On y devine l’influence soufie, cette manière subtile de dire que toute forme visible est le reflet d’une réalité cachée. L’art, chez Nuri, devient méditation. Chaque trait est une prière silencieuse, chaque couleur une vibration de l’âme.

L’international : une reconnaissance sans compromission

Malgré son ancrage en Iran, Hussein Nuri n’est pas un reclus. Il a exposé à travers le monde : Chine, France, Algérie, Lituanie… Les invitations se multiplient, les récompenses aussi. Mais, fidèle à sa nature, il reste humble. Les honneurs glissent sur lui comme l’eau sur la toile. Il ne cherche ni la reconnaissance mondaine ni l’adhésion facile. Il poursuit sa quête. Sans compromis. Sans démagogie.

Et surtout, il refuse de quitter son pays. Il aurait pu fuir, obtenir l’asile, rejoindre les capitales où l’on encense l’exotisme à défaut de comprendre l’essence. Il reste. Non par soumission, mais par fidélité. À son peuple, à sa terre et à la vérité.

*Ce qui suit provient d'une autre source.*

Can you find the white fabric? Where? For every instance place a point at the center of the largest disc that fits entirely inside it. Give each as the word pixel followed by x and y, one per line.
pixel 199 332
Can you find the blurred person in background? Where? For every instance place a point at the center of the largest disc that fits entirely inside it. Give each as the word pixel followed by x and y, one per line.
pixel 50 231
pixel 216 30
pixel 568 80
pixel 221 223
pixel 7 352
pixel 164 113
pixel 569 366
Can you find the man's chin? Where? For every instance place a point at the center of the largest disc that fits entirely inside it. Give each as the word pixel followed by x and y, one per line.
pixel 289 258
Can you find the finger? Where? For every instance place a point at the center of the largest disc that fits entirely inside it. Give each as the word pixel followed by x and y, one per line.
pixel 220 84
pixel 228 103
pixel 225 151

« Je suis libre et heureux en Iran », déclare-t-il. Une phrase simple, qui en dit long sur la liberté véritable : celle qui ne dépend ni des circonstances ni des apparences.

Un artiste, un homme, un message

Hussein Nuri est bien plus qu’un artiste. Il est une leçon d’humanité. Il incarne cette idée que la beauté ne se mesure pas aux moyens, mais à la vérité du geste. Qu’un corps brisé n’empêche pas une âme de voler. Qu’un homme peut être cloué dans un fauteuil et pourtant tenir tête à un monde entier, non par la violence, mais par la lumière.

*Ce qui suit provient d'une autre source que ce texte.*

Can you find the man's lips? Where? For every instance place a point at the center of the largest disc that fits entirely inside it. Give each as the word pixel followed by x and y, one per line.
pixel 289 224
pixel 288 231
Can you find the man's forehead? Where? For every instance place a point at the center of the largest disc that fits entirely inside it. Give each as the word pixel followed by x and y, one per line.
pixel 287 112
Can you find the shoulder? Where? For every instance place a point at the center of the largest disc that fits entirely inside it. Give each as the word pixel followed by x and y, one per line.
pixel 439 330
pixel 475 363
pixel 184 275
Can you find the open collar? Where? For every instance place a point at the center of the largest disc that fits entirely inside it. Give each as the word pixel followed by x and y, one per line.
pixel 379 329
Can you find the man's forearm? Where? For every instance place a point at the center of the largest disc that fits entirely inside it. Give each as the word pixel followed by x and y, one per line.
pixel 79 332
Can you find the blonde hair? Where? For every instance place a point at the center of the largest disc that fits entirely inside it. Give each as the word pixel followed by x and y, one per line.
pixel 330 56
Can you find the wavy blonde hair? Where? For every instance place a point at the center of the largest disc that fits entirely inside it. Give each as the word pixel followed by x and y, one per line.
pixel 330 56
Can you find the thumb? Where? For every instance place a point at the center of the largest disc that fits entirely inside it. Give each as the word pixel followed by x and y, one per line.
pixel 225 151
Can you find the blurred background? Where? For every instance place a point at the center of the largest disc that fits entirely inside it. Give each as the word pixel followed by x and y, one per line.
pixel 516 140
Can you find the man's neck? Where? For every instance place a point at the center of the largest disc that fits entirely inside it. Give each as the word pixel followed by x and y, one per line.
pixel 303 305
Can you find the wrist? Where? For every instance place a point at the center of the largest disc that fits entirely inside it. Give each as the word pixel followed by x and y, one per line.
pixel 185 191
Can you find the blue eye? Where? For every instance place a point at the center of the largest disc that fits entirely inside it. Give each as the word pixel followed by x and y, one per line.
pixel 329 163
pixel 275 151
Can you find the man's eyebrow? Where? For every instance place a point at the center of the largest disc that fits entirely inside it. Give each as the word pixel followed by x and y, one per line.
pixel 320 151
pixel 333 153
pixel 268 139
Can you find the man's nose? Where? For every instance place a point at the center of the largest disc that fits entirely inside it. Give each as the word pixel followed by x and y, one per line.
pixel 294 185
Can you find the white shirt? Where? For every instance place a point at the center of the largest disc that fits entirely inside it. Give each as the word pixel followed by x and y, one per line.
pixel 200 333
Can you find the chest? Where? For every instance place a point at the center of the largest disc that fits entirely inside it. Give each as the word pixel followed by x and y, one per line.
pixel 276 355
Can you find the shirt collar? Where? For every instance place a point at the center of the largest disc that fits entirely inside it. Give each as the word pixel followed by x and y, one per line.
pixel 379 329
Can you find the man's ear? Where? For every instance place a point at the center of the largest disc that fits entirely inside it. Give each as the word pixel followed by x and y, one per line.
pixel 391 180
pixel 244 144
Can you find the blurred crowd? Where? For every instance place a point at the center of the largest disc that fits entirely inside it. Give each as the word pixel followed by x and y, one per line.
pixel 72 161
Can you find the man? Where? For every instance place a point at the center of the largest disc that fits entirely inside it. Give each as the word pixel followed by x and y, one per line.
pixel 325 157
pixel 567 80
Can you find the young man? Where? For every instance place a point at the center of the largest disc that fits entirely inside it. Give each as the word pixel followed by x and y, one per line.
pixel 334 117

Son œuvre est une réponse permanente à la brutalité de l’Histoire. Elle ne nie pas la souffrance, elle la transfigure. Elle ne fuit pas la réalité, elle l’élève.

Conclusion : L’éclat d’une résistance intérieure

Dans un monde où l’art se réduit trop souvent à un outil de provocation ou de marketing, Hussein Nuri nous rappelle que la création peut être un acte de résistance, de foi, de beauté pure. Il est de ces rares artistes dont l’œuvre n’est pas seulement esthétique, mais existentielle. Un cri sans haine. Un espoir sans naïveté. Une lumière, non pas aveuglante, mais habitée.

Et si son corps a été brisé, jamais son esprit ne l’a été. C’est peut-être là la plus belle définition de la liberté.